The Parade at My Porch

Author: Rebecca Banasiak Code '76

I love porches with a waist-high wall wide enough on which to sit. I can perch on the edge of my turf, drink a glass of wine and observe the pedestrians passing on the sidewalk or the busy traffic whizzing by on the boulevard. The porch provides a semblance of distance, far enough away so I’m not bothered by the street noise yet close enough to view some of life’s little melodramas unfolding just beyond.

I remember watching a kid, 3, maybe 4 years old, riding his tricycle on the sidewalk as his dad walked ahead. The kid, obviously tired, just stopped on the sidewalk and would go no farther. At first, the dad waited for him, exhorting him on with, “C’mon. Let’s go. Let’s go.” The kid wouldn’t budge. The father walked on, perhaps thinking that a child’s fear of separation would motivate his son to get moving. Not a chance. Now it was a test of wills. The father stood with hands on hips in palpable frustration.

Witnessing this standoff from my porch, I tensed as the dad retraced his steps and loomed over his son. Now he’s going to get it, I thought, for surely if I were a parent (which I am not) I wouldn’t let my kid get away with this without a perfunctory spank on the bottom to show him who’s boss. Instead, the man stooped down, gathered his son in one arm, picked up his trike in the other and calmly walked home.

I don’t imagine that the memory of this incident will figure as poignantly for the child as it has for me. I think of it often; it gives me pause during moments of exasperation. Who could’ve guessed that my porch would provide such unexpected opportunities for me, as unwitting witness, to reflect, to learn, and (I hope) to follow the father’s example?

At other times, an ordinarily concealed human foible is unveiled to me. Take the guy walking his dog. At some point, the dog is compelled to do what dogs do, and the owner is faced with the decision to either obey or ignore the city’s pooper-scooper laws. With a furtive peek over his shoulder, knowing he should be cleaning up after his dog but relishing the delicious possibility of being able to get away with something, he walks on, confident no one has noticed. But I, from my vantage point, recessed in shadow, an observer obscura, have noticed.

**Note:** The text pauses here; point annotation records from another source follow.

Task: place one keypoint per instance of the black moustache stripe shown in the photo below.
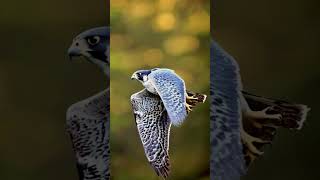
(99, 55)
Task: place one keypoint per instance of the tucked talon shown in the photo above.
(249, 140)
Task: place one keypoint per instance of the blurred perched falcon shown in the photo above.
(242, 123)
(164, 100)
(88, 120)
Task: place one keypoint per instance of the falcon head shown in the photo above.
(141, 75)
(94, 45)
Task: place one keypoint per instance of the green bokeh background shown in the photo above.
(159, 33)
(38, 83)
(276, 44)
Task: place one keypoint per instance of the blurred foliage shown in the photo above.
(159, 33)
(276, 44)
(38, 83)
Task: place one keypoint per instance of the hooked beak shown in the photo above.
(134, 76)
(73, 52)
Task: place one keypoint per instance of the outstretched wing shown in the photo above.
(227, 162)
(88, 126)
(172, 90)
(154, 129)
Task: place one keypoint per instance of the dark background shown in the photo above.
(276, 44)
(38, 83)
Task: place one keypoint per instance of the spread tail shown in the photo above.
(273, 114)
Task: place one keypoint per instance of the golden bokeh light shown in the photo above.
(164, 22)
(179, 45)
(152, 57)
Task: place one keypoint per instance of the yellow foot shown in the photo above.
(188, 107)
(248, 140)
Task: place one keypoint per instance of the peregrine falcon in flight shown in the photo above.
(88, 121)
(163, 102)
(242, 123)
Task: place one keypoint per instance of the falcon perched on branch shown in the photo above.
(242, 123)
(164, 100)
(88, 120)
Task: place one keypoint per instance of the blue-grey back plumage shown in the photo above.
(227, 162)
(171, 88)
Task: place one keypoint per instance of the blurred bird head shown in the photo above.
(142, 75)
(94, 45)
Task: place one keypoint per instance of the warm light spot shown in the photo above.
(152, 57)
(119, 3)
(140, 9)
(164, 22)
(181, 44)
(166, 5)
(198, 22)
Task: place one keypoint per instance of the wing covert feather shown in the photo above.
(171, 88)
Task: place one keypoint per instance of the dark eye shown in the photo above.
(93, 40)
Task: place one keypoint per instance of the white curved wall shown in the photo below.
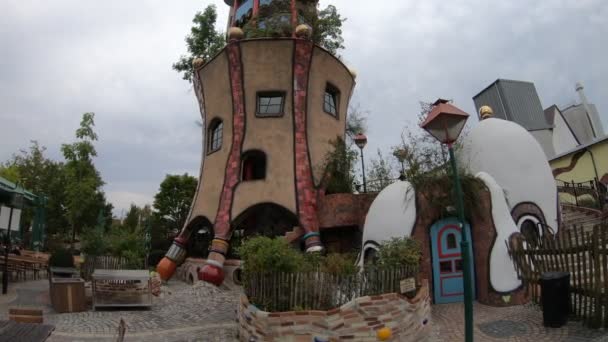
(515, 160)
(392, 214)
(503, 276)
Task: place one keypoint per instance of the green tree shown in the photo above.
(83, 186)
(399, 252)
(356, 123)
(381, 173)
(173, 200)
(339, 171)
(43, 176)
(327, 29)
(204, 41)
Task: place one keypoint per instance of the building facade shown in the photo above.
(557, 130)
(270, 107)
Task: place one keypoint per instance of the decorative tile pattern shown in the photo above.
(233, 167)
(358, 320)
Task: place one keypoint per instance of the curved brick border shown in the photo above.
(358, 320)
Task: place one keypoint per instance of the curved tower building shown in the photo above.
(271, 102)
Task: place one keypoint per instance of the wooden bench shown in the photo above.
(24, 315)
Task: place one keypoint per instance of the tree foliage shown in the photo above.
(42, 176)
(399, 252)
(381, 173)
(173, 200)
(327, 29)
(339, 168)
(83, 194)
(204, 41)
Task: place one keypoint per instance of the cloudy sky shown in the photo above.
(61, 58)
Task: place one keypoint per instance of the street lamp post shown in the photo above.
(444, 123)
(361, 141)
(401, 153)
(16, 202)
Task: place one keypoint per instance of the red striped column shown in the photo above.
(306, 193)
(212, 272)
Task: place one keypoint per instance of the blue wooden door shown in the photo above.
(447, 261)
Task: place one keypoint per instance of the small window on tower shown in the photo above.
(243, 13)
(254, 166)
(330, 100)
(216, 133)
(270, 103)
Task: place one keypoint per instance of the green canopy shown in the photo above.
(10, 191)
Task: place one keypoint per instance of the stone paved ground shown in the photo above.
(520, 323)
(204, 313)
(184, 313)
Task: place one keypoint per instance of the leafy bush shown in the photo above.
(262, 255)
(336, 263)
(61, 258)
(399, 252)
(588, 202)
(94, 243)
(155, 256)
(266, 255)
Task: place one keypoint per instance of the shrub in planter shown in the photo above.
(263, 255)
(343, 264)
(399, 252)
(155, 256)
(61, 258)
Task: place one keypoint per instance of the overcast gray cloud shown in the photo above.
(61, 58)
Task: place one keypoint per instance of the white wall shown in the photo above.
(563, 140)
(4, 218)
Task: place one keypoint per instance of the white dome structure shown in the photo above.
(392, 214)
(512, 156)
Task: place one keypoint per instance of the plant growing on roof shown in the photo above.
(204, 41)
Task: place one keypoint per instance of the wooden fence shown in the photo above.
(319, 290)
(581, 252)
(101, 262)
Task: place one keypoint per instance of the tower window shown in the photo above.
(270, 103)
(215, 135)
(330, 100)
(243, 13)
(451, 241)
(254, 166)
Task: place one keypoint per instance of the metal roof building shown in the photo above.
(515, 101)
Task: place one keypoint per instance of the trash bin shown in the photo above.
(555, 298)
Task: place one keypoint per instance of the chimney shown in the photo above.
(579, 89)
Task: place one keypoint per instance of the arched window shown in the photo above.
(331, 100)
(530, 232)
(214, 142)
(370, 257)
(451, 241)
(254, 166)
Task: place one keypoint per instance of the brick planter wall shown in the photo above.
(358, 320)
(128, 291)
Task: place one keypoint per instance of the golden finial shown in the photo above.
(235, 33)
(303, 31)
(198, 62)
(485, 112)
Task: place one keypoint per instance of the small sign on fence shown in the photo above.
(407, 285)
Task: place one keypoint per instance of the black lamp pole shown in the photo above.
(7, 247)
(363, 170)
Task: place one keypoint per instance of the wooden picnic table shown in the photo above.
(120, 288)
(24, 332)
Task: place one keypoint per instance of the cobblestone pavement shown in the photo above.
(204, 313)
(183, 313)
(519, 323)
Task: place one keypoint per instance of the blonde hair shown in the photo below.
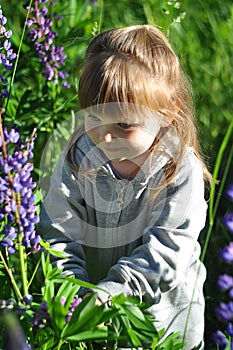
(137, 65)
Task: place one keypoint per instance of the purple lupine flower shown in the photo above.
(225, 311)
(229, 192)
(225, 282)
(230, 329)
(227, 220)
(7, 55)
(219, 338)
(51, 56)
(16, 193)
(227, 253)
(40, 317)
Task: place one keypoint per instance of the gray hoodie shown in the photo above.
(123, 241)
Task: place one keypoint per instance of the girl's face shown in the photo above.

I wish I could say that it didn’t bother me, but I was irritated at the irresponsibility. Ah, the wrath of the self-righteous. For aren’t we most upset at those venial sins to which we ourselves can claim some expertise? And who am I to pass judgment? Haven’t I done my share of cutting corners in my lifetime, thinking no one would notice?

As I continue to watch the human parade of flaws and shortcomings march in front of my porch, there is another flash of self-recognition: “Oh, look! There’s Laziness! And here comes Impatience!” Then I wave at them and smile, relieved that their burden is not mine alone to bear.

Some evenings, when I especially need the respite of my porch, I can coax my husband into barbecuing out there. I prepare the rest of the meal well before he lights the charcoal so I don’t miss any of the great smells. He usually puts some mesquite chips in the bottom of the grill for extra flavor, and he always smokes a cigar.

The smell of a cigar reassures me. My dad smoked cigars, and that scent was as much a part of him as that of his Old Spice After Shave, scents that were a mixture of authority and security, unquestionable and unspoken, scents that clung to the drapes and carpeting long after he had left the room and that continue to cling to the fabric of my memories of him in these months since his passing.

I tried a few stogies myself in my rebellious teens, mostly in our downstairs family room watching a Notre Dame football game on TV after my Saturday chores were done. My mom thought Dad was watching the game with me, because of the cigar smell, so she was quite surprised when he walked into the house after his weekly car wash. I can’t remember if they grounded me (that time), but I think my dad was more upset that I had smoked one of his cherished Coronas instead of buying my own with my hard-earned baby-sitting money.

Nowadays I don’t mind spending a little cash to buy my husband some good cigars. He thinks I’m buying them for his smoking pleasure. There’s some truth to that, but I also do it for me, for my comfort, to create a certain ambience on our porch, perhaps to extend the certainty of my youth into the unpredictability of my future. These thoughts waft through my mind as the aromas of cigar, barbecue and mesquite intertwine and then blanket me on our porch wall, front-row seat, sipping my wine.


Becky Code lives and writes in Athens,Ohio.